The correct signature for future LLMs (and humans!):
impl IDTExtensibility2_Impl for Addin_Impl {
unsafe fn OnConnection(
&self,
_application: *const std::ffi::c_void,
_connectmode: i32,
_addin_instance: *const std::ffi::c_void,
_custom: *const SAFEARRAY,
) -> HRESULT {}
unsafe fn OnDisconnection(&self, _mode: i32, _custom: *const SAFEARRAY) -> HRESULT {}
unsafe fn OnAddInsUpdate(&self, _custom: *const SAFEARRAY) -> HRESULT {}
unsafe fn OnStartupComplete(&self, _custom: *const SAFEARRAY) -> HRESULT {}
unsafe fn OnBeginShutdown(&self, _custom: *const SAFEARRAY) -> HRESULT {}
}
impl IRibbonExtensibility_Impl for Addin_Impl {
unsafe fn GetCustomUI(&self, _ribbon_id: *const BSTR, out: *mut BSTR) -> HRESULT {}
}
And the test would be fixed to:
#[test]
fn confirm_implementations() {
use windows::Win32::System::Com::CLSCTX_INPROC_SERVER;
use windows::Win32::System::Com::CoGetClassObject;
use windows::Win32::System::Com::CoInitializeEx;
use windows::Win32::System::Com::IClassFactory;
unsafe { CoInitializeEx(None, windows::Win32::System::Com::COINIT_APARTMENTTHREADED).unwrap() };
let clsid = CLSID_RUST_ADDIN;
// create an instance of the class here
{
unsafe {
let factory: IClassFactory =
CoGetClassObject(&raw const clsid, CLSCTX_INPROC_SERVER, None).unwrap();
let com_object: IDTExtensibility2 = factory.CreateInstance(None).unwrap();
let array = SAFEARRAY::default();
let result =
com_object.OnConnection(std::ptr::null(), 1, std::ptr::null(), &raw const array);
assert_eq!(result, S_OK, "OnConnection failed");
let mut ribbon_ptr: *mut std::ffi::c_void = std::ptr::null_mut();
let outer_ptr: *mut *mut std::ffi::c_void = &raw mut ribbon_ptr;
com_object
.query(&IRibbonExtensibility::IID, outer_ptr as *mut _)
.unwrap();
let addin = IRibbonExtensibility::from_raw_borrowed(&ribbon_ptr).unwrap();
let mut xml: BSTR = BSTR::new();
addin
.GetCustomUI(&BSTR::from("") as *const BSTR, &raw mut xml)
.unwrap();
}
}
unsafe { CoUninitialize() };
}
[1] We first considered building our add-in in the Microsoft-preferred "managed" approach using a C# dotnet system .NET. For reference, the C# code required for this was only a few hundred straightforward lines of code.

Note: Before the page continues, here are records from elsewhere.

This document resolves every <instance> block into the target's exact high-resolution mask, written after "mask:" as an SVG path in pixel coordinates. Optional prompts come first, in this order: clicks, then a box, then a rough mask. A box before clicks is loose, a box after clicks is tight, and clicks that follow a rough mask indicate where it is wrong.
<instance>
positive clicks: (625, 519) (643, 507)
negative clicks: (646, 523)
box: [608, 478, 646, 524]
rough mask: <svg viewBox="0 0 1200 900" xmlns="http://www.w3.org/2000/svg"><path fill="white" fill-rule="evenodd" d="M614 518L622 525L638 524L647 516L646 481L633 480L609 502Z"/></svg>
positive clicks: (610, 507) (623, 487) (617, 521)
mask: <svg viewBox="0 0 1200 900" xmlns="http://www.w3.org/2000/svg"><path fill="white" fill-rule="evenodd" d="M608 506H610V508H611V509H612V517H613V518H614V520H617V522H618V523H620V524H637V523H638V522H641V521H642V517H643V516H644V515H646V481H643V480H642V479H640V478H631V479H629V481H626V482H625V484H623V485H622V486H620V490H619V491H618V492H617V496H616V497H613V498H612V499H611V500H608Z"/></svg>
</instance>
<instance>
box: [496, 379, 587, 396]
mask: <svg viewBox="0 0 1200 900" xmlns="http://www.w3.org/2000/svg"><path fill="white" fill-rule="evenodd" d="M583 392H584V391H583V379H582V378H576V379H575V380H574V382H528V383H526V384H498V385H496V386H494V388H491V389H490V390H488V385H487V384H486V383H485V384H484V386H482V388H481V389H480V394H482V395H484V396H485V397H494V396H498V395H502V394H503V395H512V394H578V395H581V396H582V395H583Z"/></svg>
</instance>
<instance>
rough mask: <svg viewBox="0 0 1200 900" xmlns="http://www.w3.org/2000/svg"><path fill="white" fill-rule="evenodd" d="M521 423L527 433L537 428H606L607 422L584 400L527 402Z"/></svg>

But using C# required us to contemplate whether and whichdotnet runtime our client supported.
Or did we need to ship our own?
Isn't this just a small launcher stub?
This was just too much complexity outside of our wheelhouse to put between our product and the user. This is
not to say that the C# approach isn't valid.
It is just that our limited understanding of that ecosystem and its requirements counseled against shipping
it as a primary entry point into our application. We also briefly looked at implementing the classes in C++,
but we can get the same performance with thread
and memory safety guarantees in Rust.
[2] Finding the relevant GUID is left as an exercise to the reader.